Big Data can be taken as technology or field that treats ways to analyze, systematically extract information from, or otherwise deal with data sets that are too large or complex to be dealt with by traditional data processing. One of the concepts that solve the above problem is Distributed Storage.
Distributed Storage Cluster-
Distributed storage is a method that provides huge storage(even exceeding from physical storage) shared by multiple systems. These systems or the servers are connected following horizontal scaling. This multiple commodity server hardware is comparatively cheap than optimized servers with large storage(Hard Disk). Each virtual machine contributes directory to a centralized system and thereby shares its storage. The team of master and slave nodes working together for one purpose called a cluster.
One of the Topologies or the architecture used for implementing a Distributed storage system is Master-slave architecture. Master-slave architecture- Master-slave is a model of asymmetric communication or control where one device(the "master") connected to one or more other devices(the "slaves") are connected using a protocol(Network), where the slave nodes/devices can contribute a part/whole of their storage devices to the master node, like this centralized master node can store data exceeding its local storage limit.

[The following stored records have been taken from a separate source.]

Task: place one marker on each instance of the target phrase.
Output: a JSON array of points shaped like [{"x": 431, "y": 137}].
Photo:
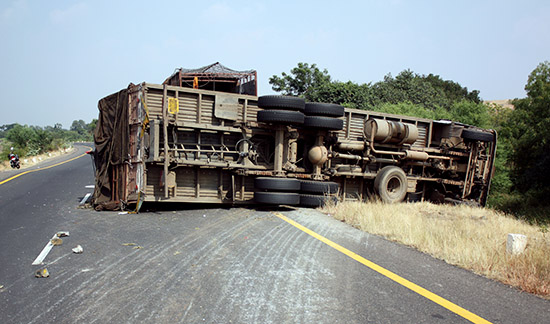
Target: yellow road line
[
  {"x": 44, "y": 168},
  {"x": 400, "y": 280}
]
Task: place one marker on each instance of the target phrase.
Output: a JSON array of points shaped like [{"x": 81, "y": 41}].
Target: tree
[
  {"x": 528, "y": 132},
  {"x": 79, "y": 126},
  {"x": 304, "y": 81}
]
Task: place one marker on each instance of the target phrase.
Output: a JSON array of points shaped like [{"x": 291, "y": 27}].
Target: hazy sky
[{"x": 59, "y": 58}]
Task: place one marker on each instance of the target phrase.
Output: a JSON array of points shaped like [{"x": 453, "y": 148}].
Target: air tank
[{"x": 387, "y": 131}]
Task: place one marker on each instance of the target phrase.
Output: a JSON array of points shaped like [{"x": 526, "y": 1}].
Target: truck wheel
[
  {"x": 277, "y": 184},
  {"x": 328, "y": 123},
  {"x": 280, "y": 116},
  {"x": 318, "y": 187},
  {"x": 281, "y": 102},
  {"x": 477, "y": 135},
  {"x": 324, "y": 109},
  {"x": 316, "y": 200},
  {"x": 277, "y": 198},
  {"x": 391, "y": 184}
]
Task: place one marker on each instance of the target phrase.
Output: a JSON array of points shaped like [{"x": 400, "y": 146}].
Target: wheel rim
[{"x": 393, "y": 187}]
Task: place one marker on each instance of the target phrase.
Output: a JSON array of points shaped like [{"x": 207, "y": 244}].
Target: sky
[{"x": 58, "y": 58}]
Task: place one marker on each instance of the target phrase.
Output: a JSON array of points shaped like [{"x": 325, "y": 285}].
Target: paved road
[{"x": 217, "y": 265}]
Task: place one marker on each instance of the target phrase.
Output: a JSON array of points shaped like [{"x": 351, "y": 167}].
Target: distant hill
[{"x": 507, "y": 103}]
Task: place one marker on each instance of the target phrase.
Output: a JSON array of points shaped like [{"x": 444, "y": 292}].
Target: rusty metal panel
[
  {"x": 188, "y": 107},
  {"x": 422, "y": 139},
  {"x": 226, "y": 107},
  {"x": 186, "y": 182},
  {"x": 209, "y": 182},
  {"x": 153, "y": 187},
  {"x": 356, "y": 122},
  {"x": 154, "y": 103},
  {"x": 207, "y": 111}
]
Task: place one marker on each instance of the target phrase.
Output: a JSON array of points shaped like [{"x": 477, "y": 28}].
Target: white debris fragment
[
  {"x": 516, "y": 243},
  {"x": 62, "y": 234},
  {"x": 78, "y": 249},
  {"x": 85, "y": 199},
  {"x": 42, "y": 273}
]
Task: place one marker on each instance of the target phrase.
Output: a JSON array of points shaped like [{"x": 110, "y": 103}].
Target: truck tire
[
  {"x": 277, "y": 184},
  {"x": 477, "y": 135},
  {"x": 280, "y": 117},
  {"x": 323, "y": 109},
  {"x": 319, "y": 122},
  {"x": 281, "y": 102},
  {"x": 316, "y": 200},
  {"x": 277, "y": 198},
  {"x": 391, "y": 184},
  {"x": 319, "y": 187}
]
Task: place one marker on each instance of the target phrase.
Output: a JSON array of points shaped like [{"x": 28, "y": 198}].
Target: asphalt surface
[{"x": 216, "y": 265}]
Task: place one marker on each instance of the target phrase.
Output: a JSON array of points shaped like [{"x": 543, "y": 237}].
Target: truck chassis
[{"x": 163, "y": 143}]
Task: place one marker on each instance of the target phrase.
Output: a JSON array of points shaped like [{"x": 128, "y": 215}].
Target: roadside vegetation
[
  {"x": 521, "y": 183},
  {"x": 471, "y": 238},
  {"x": 30, "y": 141}
]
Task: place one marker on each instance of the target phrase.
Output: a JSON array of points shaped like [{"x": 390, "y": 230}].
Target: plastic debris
[
  {"x": 56, "y": 241},
  {"x": 62, "y": 234},
  {"x": 42, "y": 273}
]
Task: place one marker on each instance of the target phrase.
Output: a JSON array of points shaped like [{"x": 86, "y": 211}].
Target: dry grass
[{"x": 472, "y": 238}]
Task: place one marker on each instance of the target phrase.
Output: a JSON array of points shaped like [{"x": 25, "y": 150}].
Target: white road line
[
  {"x": 40, "y": 258},
  {"x": 83, "y": 201}
]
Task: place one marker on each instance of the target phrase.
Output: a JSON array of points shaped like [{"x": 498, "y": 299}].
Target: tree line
[
  {"x": 521, "y": 183},
  {"x": 33, "y": 140}
]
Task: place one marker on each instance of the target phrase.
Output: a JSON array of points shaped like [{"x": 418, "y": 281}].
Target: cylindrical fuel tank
[{"x": 387, "y": 131}]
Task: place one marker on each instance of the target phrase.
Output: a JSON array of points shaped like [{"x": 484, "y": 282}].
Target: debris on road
[
  {"x": 56, "y": 241},
  {"x": 85, "y": 198},
  {"x": 62, "y": 234},
  {"x": 42, "y": 273},
  {"x": 78, "y": 249}
]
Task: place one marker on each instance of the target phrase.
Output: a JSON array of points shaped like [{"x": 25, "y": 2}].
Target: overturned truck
[{"x": 176, "y": 143}]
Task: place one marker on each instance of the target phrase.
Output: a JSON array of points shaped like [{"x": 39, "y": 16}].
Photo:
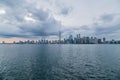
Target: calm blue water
[{"x": 59, "y": 62}]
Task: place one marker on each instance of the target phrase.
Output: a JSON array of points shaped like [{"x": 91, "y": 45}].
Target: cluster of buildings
[{"x": 70, "y": 40}]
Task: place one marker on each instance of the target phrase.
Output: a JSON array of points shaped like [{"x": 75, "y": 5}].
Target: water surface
[{"x": 59, "y": 62}]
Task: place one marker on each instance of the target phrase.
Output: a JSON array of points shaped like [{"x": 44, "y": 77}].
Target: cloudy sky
[{"x": 34, "y": 19}]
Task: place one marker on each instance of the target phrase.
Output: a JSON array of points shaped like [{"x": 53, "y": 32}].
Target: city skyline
[
  {"x": 45, "y": 18},
  {"x": 78, "y": 39}
]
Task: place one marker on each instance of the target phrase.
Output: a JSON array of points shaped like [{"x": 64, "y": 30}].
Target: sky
[{"x": 36, "y": 19}]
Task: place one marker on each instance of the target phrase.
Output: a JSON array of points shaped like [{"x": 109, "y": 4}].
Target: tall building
[{"x": 59, "y": 36}]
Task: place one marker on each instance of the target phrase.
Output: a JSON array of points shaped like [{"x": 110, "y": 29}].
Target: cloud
[{"x": 27, "y": 21}]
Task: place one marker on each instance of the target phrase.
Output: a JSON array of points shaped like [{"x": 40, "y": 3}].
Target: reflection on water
[{"x": 59, "y": 62}]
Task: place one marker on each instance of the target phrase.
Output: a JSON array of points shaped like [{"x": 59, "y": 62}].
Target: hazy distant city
[{"x": 70, "y": 40}]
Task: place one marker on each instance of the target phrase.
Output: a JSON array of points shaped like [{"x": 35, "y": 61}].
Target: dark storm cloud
[
  {"x": 110, "y": 25},
  {"x": 45, "y": 24}
]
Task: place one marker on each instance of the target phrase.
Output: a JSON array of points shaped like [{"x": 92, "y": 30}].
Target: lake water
[{"x": 59, "y": 62}]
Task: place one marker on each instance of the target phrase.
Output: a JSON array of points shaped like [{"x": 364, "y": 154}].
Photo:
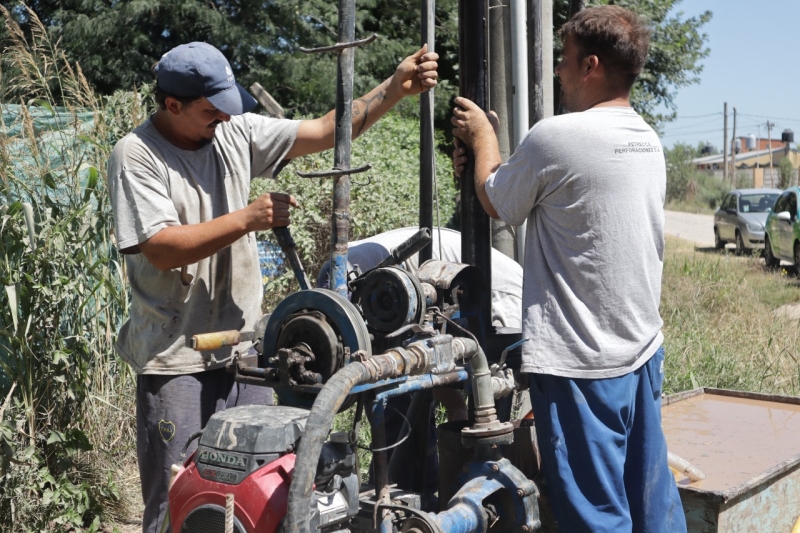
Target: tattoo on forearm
[{"x": 377, "y": 97}]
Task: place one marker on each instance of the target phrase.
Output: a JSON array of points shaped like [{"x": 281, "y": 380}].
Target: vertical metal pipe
[
  {"x": 519, "y": 72},
  {"x": 535, "y": 37},
  {"x": 501, "y": 96},
  {"x": 575, "y": 6},
  {"x": 725, "y": 144},
  {"x": 476, "y": 245},
  {"x": 426, "y": 158},
  {"x": 540, "y": 63},
  {"x": 376, "y": 416},
  {"x": 343, "y": 135},
  {"x": 519, "y": 77}
]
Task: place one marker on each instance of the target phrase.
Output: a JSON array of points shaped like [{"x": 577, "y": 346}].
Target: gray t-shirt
[
  {"x": 153, "y": 185},
  {"x": 506, "y": 273},
  {"x": 591, "y": 186}
]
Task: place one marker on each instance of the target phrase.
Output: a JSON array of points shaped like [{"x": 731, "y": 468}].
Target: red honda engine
[{"x": 249, "y": 452}]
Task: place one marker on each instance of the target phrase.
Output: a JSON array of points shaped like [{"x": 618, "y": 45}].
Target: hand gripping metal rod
[{"x": 289, "y": 249}]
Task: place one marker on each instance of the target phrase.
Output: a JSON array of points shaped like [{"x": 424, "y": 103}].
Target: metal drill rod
[
  {"x": 334, "y": 173},
  {"x": 289, "y": 249},
  {"x": 426, "y": 161},
  {"x": 343, "y": 135},
  {"x": 476, "y": 237}
]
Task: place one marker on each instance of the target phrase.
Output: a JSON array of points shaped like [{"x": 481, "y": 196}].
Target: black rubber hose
[{"x": 318, "y": 425}]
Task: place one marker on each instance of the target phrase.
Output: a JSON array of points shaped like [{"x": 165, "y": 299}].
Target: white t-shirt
[
  {"x": 591, "y": 186},
  {"x": 506, "y": 273},
  {"x": 153, "y": 185}
]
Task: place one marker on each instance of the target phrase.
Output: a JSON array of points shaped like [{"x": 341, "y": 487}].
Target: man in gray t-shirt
[
  {"x": 179, "y": 187},
  {"x": 591, "y": 185}
]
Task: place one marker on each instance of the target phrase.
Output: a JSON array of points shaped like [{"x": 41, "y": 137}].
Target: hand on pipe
[
  {"x": 473, "y": 126},
  {"x": 418, "y": 72},
  {"x": 270, "y": 210}
]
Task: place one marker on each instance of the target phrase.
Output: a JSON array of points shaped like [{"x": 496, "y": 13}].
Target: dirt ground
[{"x": 698, "y": 229}]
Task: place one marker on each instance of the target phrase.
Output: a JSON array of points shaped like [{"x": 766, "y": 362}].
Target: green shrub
[{"x": 66, "y": 422}]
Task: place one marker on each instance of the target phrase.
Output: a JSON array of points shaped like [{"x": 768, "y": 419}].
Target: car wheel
[
  {"x": 719, "y": 244},
  {"x": 741, "y": 249},
  {"x": 769, "y": 258}
]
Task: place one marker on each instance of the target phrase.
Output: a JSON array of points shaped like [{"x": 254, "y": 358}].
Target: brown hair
[{"x": 617, "y": 36}]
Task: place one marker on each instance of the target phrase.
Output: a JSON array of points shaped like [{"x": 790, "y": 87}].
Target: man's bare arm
[
  {"x": 178, "y": 246},
  {"x": 474, "y": 129}
]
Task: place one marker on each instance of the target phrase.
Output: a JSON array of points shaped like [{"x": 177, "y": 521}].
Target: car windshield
[{"x": 756, "y": 203}]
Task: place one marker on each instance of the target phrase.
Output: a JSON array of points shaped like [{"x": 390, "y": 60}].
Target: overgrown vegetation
[
  {"x": 66, "y": 421},
  {"x": 689, "y": 189},
  {"x": 118, "y": 42},
  {"x": 722, "y": 326}
]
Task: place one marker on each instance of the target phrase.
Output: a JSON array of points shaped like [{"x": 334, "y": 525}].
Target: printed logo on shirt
[
  {"x": 166, "y": 429},
  {"x": 638, "y": 148}
]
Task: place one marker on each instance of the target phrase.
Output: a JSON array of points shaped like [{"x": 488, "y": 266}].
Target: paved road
[{"x": 698, "y": 229}]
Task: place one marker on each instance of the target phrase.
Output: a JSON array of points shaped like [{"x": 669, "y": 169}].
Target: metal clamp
[{"x": 339, "y": 47}]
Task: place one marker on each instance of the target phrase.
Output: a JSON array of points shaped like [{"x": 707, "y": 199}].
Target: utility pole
[
  {"x": 733, "y": 150},
  {"x": 770, "y": 125},
  {"x": 725, "y": 145}
]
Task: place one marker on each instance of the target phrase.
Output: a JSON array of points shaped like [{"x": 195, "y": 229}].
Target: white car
[{"x": 741, "y": 217}]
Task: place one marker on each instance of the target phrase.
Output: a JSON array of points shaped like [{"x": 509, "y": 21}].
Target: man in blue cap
[{"x": 179, "y": 186}]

The slave nodes can be commodity hardware/devices that need not be expensive and high functioning. As the data is split and stored in(and loaded from) other devices/nodes, the I/O operations (data transfer) can be performed parallelly on all the devices. Thus, reducing the time consumption by a large factor.
Hence, distributed storage solves all the problems- Volume, Cost, and Velocity.
Distributed storage is just a concept, and some companies have launched different software or products that work on this concept which solve the problem of Big Data. One such company is APACHE and the software APACHE HADOOP. The Apache Hadoop software is a collection of libraries that provides facility to create clusters/network of systems following the distributed system. It can be used in processing the huge data distributes in thousands of machines, each offering local computation and storage.